Пятно от пожара на кухонном полу, где английские солдаты разожгли огонь, всё-таки
ещё было видно. Но красная надпись на курятнике тем временем была скрыта под белой
краской. Ну, почти. Если только знать, что она там была, тогда она действительно была
заметной. Всё-таки я решила, что можно оставить и так. Я зашла за угол, чтобы увидеть
Макса. Он приложил большой малярный ролик к стене и теперь красил кистью.
— Ну, как, ты ещё долго?
Макс не смотрел на меня вверх и сосредоточенно красил дальше.
— Привет, Макс! Это я. С тобой всё хорошо? Ты придумываешь злую шутку? У тебя
судороги? Я должна тебе помочь?
Макс стремительно красил в середине стены.
— Нет, всё в порядке.
Я подошла ближе, но он встал у меня на пути и сказал:
— Ах, ты уже закончила со своей стеной? Пятно проявляется. Слово можно ещё
прочитать?
Ещё раз подвинув меня своим туловищем в сторону, он внимательно посмотрел на
меня и сказал:
— Стало уже хорошо.
— Его ещё видно.
— Да, но только если хочется увидеть.
Я пристально смотрела на белую стену.
— Боже мой, сейчас эта стена курятника представляет собой картину со смыслом или
что-то ещё?
Но Макс уже не слышал. Он снова скрылся позади дома. Наступили сумерки.

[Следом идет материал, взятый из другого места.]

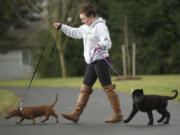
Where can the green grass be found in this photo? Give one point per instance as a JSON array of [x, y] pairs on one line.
[[8, 100]]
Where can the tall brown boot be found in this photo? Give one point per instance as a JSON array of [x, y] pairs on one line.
[[114, 100], [82, 100]]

Окрашенная стена белоснежно светилась. "Почему он так смешно себя ведёт?" Я встала
рядом с ним, но адвокат всё ещё не смотрел вверх. Я видела, что Макс покрасил стену
неравномерно, не так, как с другой стороны. Нет, он что-то нарисовал сверху. Я мгновенно
подумала, что тут была ещё красная надпись, которую я пропустила взглядом, а Макс хотел
её от меня скрыть. Возможно, чтобы пощадить. Но потом я увидела, что он что-то убрал и
сам написал. Моё имя. Примерно дюжину раз.
— Ирис, я...
— Мне нравится стена.
Мы стояли вдвоём перед стеной и долгое время её разглядывали.

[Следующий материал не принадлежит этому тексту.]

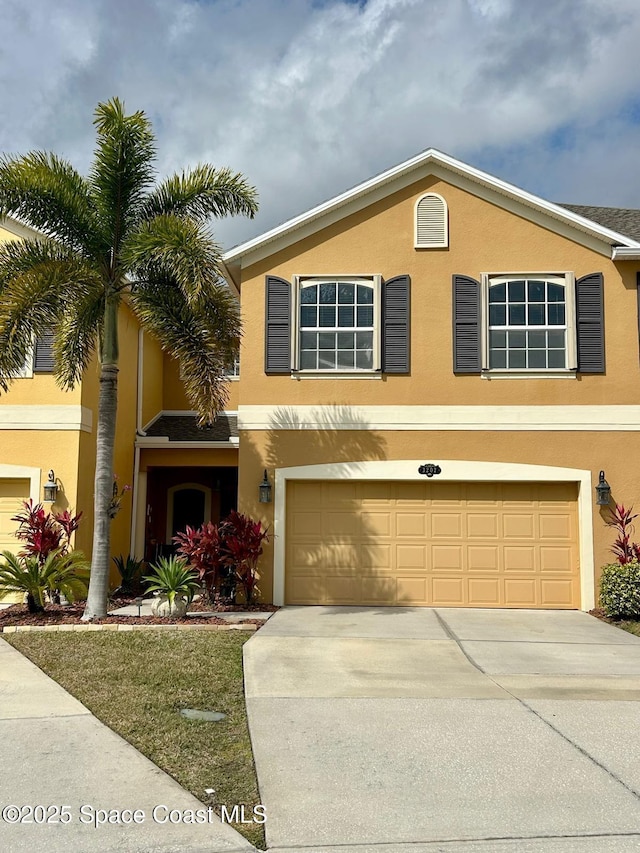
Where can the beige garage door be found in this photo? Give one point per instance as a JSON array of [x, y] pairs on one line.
[[441, 544]]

— Давай, уже хватит, Макс. Слишком темно для покраски.
— Ты иди. Я доделаю и будет готово.
— Не глупи.
— Нет, действительно, мне будет приятно. Кроме того, это была моя идея начать ещё
сегодня вечером.
— Пожалуйста.
Я повернулась и начала убирать свои малярные принадлежности.
— Оставь. Я всё уберу.
Я пожала плечами и долго шла через сад к входной двери. Когда я проходила мимо роз,
то точно установила, что вечером они пахнут тоскливее, чем в течение дня.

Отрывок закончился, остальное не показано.